Robust-U1 achieves minimal performance drops: only 1.57 points on MMMB from clean to 100% corruption (vs. 3.44 for BAGEL and 6.06 for Robust-R1).

Quality of Visual Recovery

Table 5. Quantitative evaluation of visual recovery quality. Best/Red, second best/Blue.

Method	PSNR ↑	SSIM ↑	LPIPS ↓
BAGEL	14.37	0.4722	0.5092
+ SFT on ImageNet-C	20.88	0.6135	0.3444
+ RL w. $R_{\text{pix}}$	21.45	0.6311	0.3299
+ RL w. $R_{\text{sem}}$	21.33	0.6285	0.3233
Ours (Robust-U1)	21.49	0.6314	0.3223

Each stage contributes to improved recovery.

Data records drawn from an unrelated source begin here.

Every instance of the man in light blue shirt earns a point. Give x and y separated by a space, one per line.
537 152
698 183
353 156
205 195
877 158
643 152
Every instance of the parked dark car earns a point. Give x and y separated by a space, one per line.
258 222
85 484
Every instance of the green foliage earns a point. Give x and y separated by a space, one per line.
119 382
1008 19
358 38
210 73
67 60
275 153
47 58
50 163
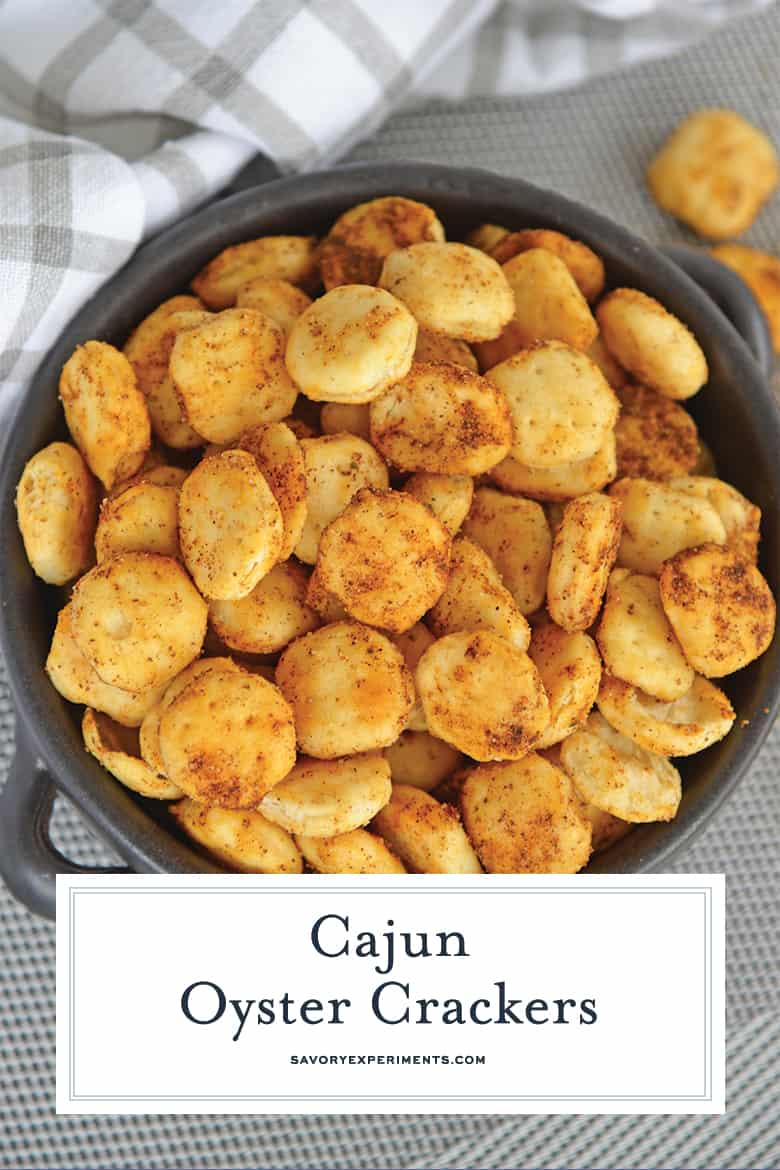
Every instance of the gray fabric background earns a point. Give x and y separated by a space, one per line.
593 144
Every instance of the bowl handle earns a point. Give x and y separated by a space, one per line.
28 860
733 297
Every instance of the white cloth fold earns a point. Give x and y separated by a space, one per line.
119 116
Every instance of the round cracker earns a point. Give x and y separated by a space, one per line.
230 527
358 852
563 482
349 688
476 599
328 797
426 835
441 418
524 817
242 839
74 676
386 559
105 411
56 507
350 344
655 346
656 438
719 606
701 717
288 257
116 748
268 618
570 669
615 775
421 759
336 468
229 373
561 405
353 250
584 265
142 518
584 551
138 619
276 298
516 536
637 642
227 738
549 305
450 288
661 520
280 459
482 695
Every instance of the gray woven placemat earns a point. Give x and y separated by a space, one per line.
593 144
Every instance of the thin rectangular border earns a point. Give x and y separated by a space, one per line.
704 890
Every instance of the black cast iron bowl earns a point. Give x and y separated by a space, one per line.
736 414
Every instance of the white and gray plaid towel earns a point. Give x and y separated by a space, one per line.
119 116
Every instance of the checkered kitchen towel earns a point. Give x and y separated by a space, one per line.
119 116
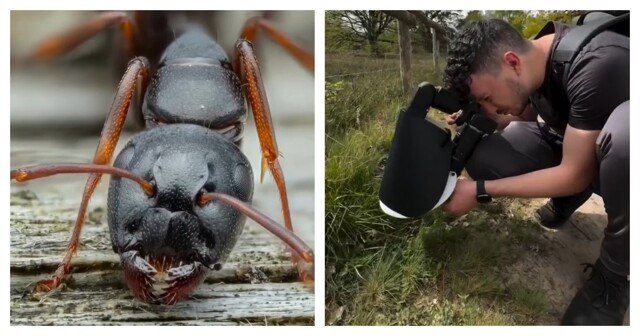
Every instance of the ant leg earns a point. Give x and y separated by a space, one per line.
138 69
65 42
296 244
254 24
249 73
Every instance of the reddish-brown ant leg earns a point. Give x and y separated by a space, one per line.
63 43
253 25
138 68
249 73
298 246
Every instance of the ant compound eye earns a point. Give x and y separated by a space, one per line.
226 65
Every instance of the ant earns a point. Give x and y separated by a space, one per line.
181 189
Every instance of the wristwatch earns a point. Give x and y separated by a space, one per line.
481 193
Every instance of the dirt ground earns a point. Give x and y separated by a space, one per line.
555 266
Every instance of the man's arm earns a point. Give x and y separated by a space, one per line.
572 175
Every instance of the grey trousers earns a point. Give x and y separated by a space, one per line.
524 147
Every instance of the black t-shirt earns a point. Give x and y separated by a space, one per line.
598 81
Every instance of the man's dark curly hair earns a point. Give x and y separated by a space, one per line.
478 48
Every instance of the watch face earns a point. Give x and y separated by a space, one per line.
484 198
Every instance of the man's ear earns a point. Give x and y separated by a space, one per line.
513 61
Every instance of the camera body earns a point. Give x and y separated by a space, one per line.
425 160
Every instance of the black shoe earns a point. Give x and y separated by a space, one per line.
603 300
556 212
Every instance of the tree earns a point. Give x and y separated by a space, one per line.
365 25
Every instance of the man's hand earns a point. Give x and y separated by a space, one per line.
463 198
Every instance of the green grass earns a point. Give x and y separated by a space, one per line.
435 270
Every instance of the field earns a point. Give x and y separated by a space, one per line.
494 266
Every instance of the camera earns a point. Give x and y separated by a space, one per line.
425 159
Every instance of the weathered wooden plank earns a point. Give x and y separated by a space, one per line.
257 284
265 303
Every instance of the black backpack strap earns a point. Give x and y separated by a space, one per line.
571 44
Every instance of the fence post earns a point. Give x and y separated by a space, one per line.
404 37
434 48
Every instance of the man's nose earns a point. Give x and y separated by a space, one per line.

The full model with both rewards achieves the best overall balance across all metrics.

Ablation Study

Table 4. Ablation on R-Bench. Best/Red, second best/Blue.

Method	MCQ low/mid/high	VQA low/mid/high	CAP low/mid/high	Overall
Baseline (BAGEL)	0.7176/0.6584/0.5793	0.6497/0.6127/0.6150	0.4685/0.4633/0.4288	0.5770
Ours (Robust-U1)	0.7353/0.7329/0.6768	0.7067/0.7164/0.6934	0.8272/0.8059/0.7640	0.7398
w/o Multimodal Reasoning	0.7294/0.6957/0.